The plaque was installed at 23 Heddon Street, where the cover photo for the album was taken.
Hardcore Bowie fan Gary Kemp of Spandau Ballet unveiled the plaque and gave an eloquent speech at the ceremony, which was attended by Weird and Gilly, I mean Trevor Bolder and Woody Woodmandsey. (R.I.P. Mick Ronson 1946 – 1993.)
David Bowie was absent, of course. Kemp commented that “David is nurturing his well-earned enigma in New York.”
He also said in the speech, “Ziggy came out of a much darker impoverished London – it offered a great means of escape for an adolescent generation that was still in the shadow of the Second World War.”
If you’d like to take a pilgrimage to the site, Heddon is a small street leading to Regent Street.
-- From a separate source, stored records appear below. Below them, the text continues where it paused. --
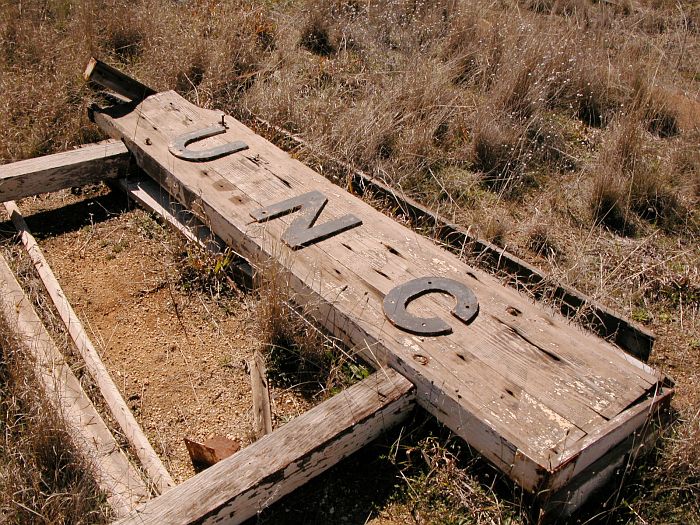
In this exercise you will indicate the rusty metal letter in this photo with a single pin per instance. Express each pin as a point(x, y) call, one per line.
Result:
point(178, 146)
point(397, 300)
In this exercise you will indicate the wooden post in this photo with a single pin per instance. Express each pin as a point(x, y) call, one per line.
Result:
point(111, 78)
point(117, 406)
point(238, 487)
point(114, 474)
point(77, 167)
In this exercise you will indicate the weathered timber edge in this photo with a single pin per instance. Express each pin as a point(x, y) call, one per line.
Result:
point(647, 421)
point(115, 402)
point(114, 473)
point(105, 75)
point(627, 334)
point(244, 484)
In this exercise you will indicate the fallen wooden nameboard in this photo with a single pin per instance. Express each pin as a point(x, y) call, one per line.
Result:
point(541, 399)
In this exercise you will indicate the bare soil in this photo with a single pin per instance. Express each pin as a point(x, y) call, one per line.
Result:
point(178, 353)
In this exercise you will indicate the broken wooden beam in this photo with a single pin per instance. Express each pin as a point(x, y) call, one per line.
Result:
point(262, 413)
point(105, 75)
point(98, 371)
point(246, 483)
point(114, 473)
point(628, 335)
point(502, 382)
point(86, 165)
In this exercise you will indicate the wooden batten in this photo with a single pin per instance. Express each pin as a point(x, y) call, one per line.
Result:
point(239, 487)
point(98, 371)
point(86, 165)
point(114, 473)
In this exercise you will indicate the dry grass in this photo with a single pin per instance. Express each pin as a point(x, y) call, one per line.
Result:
point(42, 477)
point(299, 354)
point(567, 130)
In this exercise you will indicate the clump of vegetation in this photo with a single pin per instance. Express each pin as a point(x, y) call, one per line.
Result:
point(299, 354)
point(579, 115)
point(42, 477)
point(316, 38)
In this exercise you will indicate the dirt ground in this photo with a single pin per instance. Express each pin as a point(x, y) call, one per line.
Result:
point(176, 351)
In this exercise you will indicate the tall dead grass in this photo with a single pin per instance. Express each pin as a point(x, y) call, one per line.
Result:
point(578, 115)
point(42, 477)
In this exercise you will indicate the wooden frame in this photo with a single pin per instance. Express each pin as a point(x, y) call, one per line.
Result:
point(570, 467)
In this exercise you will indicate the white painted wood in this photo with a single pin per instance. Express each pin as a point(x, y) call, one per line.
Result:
point(239, 487)
point(262, 412)
point(519, 383)
point(114, 474)
point(98, 371)
point(86, 165)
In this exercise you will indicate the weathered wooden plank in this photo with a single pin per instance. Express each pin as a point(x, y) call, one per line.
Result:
point(244, 484)
point(517, 379)
point(630, 336)
point(98, 371)
point(593, 470)
point(114, 474)
point(105, 75)
point(77, 167)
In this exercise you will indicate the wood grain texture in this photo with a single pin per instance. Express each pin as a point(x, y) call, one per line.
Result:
point(244, 484)
point(105, 75)
point(98, 371)
point(86, 165)
point(519, 383)
point(629, 335)
point(114, 474)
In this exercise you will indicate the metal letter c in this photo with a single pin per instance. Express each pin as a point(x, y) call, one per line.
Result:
point(396, 302)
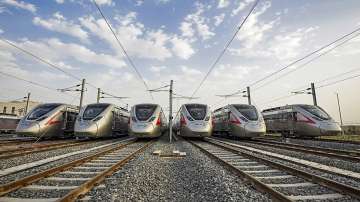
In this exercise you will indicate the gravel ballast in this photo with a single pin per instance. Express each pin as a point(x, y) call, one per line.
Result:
point(195, 177)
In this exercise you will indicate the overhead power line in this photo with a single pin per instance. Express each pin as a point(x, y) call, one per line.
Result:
point(322, 86)
point(308, 62)
point(31, 82)
point(123, 49)
point(225, 48)
point(304, 57)
point(40, 59)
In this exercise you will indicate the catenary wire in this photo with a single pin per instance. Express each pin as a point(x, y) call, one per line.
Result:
point(123, 49)
point(225, 48)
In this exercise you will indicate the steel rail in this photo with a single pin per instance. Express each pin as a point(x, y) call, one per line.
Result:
point(314, 139)
point(87, 186)
point(40, 148)
point(340, 154)
point(13, 186)
point(331, 184)
point(260, 186)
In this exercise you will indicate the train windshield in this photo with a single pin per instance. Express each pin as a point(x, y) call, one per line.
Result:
point(145, 111)
point(248, 111)
point(316, 111)
point(197, 111)
point(92, 111)
point(41, 111)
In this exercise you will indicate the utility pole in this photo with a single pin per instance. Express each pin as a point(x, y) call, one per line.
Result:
point(170, 110)
point(313, 93)
point(337, 96)
point(248, 95)
point(98, 97)
point(82, 94)
point(27, 103)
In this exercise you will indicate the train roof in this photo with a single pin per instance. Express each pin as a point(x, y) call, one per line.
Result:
point(284, 107)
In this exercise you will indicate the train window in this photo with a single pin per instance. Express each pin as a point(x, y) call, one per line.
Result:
point(143, 112)
point(316, 111)
point(197, 111)
point(41, 111)
point(93, 111)
point(248, 111)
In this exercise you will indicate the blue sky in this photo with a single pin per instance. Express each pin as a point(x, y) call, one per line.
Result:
point(179, 40)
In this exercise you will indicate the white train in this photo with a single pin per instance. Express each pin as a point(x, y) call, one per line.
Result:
point(193, 120)
point(48, 121)
point(239, 120)
point(101, 120)
point(147, 120)
point(300, 120)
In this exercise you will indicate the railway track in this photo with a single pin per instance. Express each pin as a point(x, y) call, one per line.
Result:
point(11, 153)
point(282, 182)
point(267, 137)
point(350, 155)
point(69, 181)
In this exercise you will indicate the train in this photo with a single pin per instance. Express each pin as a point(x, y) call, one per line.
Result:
point(147, 121)
point(8, 123)
point(100, 120)
point(240, 120)
point(48, 121)
point(193, 120)
point(300, 120)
You won’t see any cars as on the Ziggy cover, because – bearing out Kemp’s comments – Heddon has been re-developed from a grimy, narrow road into a pedestrian-only street of bars and restaurants.
For any of my readers from the United Kingdom, the plaque is a black plaque installed by Crown Estates. It is not one of the blue plaques from English Heritage used for historical significance.
Many newspapers have made an error by identifying it as a blue plaque, but who reads newspapers? You know that blogs are where you find real answers.